Freshly, Inc.
- Company type: Defunct
- Industry: Food delivery
- Founded: 2012; 13 years ago
- Defunct: January 2023; 2 years ago
- Headquarters: New York, New York, United States
- Key people: Michael Wystrach Carter Comstock
- Parent: Nestlé

= Freshly =

American food delivery company

Freshly was a New York City-based convenience food delivery company that delivered throughout the contiguous United States. It was acquired by Nestlé in October 2020 and was shut down in January 2023.

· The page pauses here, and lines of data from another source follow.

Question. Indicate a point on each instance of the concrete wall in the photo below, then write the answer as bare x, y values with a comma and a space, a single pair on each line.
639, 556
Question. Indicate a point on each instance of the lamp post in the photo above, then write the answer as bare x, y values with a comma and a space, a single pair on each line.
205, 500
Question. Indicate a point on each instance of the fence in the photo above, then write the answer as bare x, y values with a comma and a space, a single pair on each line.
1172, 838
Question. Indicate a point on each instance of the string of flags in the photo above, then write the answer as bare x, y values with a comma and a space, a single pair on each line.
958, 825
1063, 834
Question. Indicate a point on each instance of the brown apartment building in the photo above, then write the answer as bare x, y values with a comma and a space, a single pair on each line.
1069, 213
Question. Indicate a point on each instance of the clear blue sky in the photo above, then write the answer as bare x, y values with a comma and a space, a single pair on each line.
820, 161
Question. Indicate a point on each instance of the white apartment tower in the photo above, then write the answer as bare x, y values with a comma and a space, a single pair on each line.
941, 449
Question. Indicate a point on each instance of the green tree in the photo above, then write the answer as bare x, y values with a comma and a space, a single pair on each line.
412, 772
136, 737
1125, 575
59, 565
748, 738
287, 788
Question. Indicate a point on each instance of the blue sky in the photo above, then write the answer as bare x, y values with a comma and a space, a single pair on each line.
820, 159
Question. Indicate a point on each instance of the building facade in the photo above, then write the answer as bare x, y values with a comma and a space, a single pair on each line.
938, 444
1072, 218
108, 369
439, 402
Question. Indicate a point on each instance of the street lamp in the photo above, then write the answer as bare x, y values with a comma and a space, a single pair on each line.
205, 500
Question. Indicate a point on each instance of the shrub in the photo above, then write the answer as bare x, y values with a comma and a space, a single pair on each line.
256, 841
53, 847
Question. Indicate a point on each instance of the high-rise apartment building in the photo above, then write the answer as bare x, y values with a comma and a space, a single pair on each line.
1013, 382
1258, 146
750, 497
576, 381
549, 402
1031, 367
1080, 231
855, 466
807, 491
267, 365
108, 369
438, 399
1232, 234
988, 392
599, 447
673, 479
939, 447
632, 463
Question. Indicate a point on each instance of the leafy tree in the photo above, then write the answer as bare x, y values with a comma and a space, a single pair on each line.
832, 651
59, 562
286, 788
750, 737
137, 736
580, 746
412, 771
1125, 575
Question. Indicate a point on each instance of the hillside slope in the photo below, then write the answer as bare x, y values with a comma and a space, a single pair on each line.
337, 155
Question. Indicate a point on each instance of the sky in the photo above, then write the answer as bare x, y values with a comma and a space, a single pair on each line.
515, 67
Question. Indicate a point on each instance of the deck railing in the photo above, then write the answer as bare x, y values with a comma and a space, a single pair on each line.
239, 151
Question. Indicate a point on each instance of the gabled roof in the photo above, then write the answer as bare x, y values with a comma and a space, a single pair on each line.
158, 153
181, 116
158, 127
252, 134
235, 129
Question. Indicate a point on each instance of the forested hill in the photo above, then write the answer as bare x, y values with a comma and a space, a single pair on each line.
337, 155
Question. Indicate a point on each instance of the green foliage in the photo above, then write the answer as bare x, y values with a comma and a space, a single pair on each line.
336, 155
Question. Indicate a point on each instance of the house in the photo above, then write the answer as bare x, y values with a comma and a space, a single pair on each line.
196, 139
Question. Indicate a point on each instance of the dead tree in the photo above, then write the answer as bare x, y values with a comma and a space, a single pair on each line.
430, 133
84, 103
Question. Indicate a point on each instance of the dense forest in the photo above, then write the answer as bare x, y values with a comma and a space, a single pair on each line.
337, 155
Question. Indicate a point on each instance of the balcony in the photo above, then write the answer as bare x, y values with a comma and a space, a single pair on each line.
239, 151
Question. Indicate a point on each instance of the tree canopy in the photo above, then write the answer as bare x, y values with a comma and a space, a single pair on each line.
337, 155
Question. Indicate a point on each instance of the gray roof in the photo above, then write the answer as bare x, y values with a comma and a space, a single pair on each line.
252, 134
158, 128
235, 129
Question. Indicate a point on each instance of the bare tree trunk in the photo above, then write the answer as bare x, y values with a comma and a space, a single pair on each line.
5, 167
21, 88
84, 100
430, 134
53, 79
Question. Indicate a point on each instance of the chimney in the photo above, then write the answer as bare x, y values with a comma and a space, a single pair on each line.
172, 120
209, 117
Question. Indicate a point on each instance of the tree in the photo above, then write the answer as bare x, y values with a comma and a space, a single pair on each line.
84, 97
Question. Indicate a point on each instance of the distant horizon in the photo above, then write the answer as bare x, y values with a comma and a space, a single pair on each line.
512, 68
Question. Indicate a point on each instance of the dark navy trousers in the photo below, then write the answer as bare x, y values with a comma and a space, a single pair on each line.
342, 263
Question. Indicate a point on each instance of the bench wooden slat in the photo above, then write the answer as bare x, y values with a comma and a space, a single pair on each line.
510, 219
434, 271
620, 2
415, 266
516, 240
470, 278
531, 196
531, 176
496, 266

The company delivered one million meals per week. Meals were able to be heated by microwave or oven without preparation. Freshly also donated excess ingredients and meals to local food banks as a part of its partnership with Feeding America.

==History==
Freshly was founded by Michael Wystrach and Carter Comstock in 2012. Wystrach sought to lose weight after a decline in his health following years working in the financial field. His family operated a restaurant, The Steak Out in Sonoita, Arizona, and he and a family friend, emergency room doctor Frank Comstock, helped prepare nutritious meals for delivery. After word of mouth spread, Frank's son, Carter Comstock, founded the company with Wystrach. Wystrach was influenced by 4-H program initiatives and adopted minimal food waste and sustainability into Freshly's menus.

In July 2015, the company raised a $7 million Series A round. In July 2016, the company raised $21 million in a funding round led by Insight Partners.

In February 2017, the company announced plans to open a meal distribution center in Savage, Maryland and the creation of 500 jobs.

In June 2017, the company raised $77 million in a funding round led by Nestlé.

In 2020, Freshly expanded to business-to-business food delivery, including to workers in essential services.

In October 2020, Freshly was acquired by Nestlé for US$950 million plus up to another US$550 million in earn out payments.

In December 2020, the company launched a service to cater to active living styles and low-carb, high protein diets.

In February 2021, Freshly announced a new 134,000 square-foot distribution center in Austell, Georgia. In July 2022, the company closed this distribution center.

In August 2022, the company announced a service focused on delivering meals to businesses.

In December 2022, the company closed its distribution center in Savage, Maryland, laying off 454 people.

In January 2023, Freshly ceased operations.

In May 2023, former investors of Freshly sued Nestlé for failing to make earn-out payments.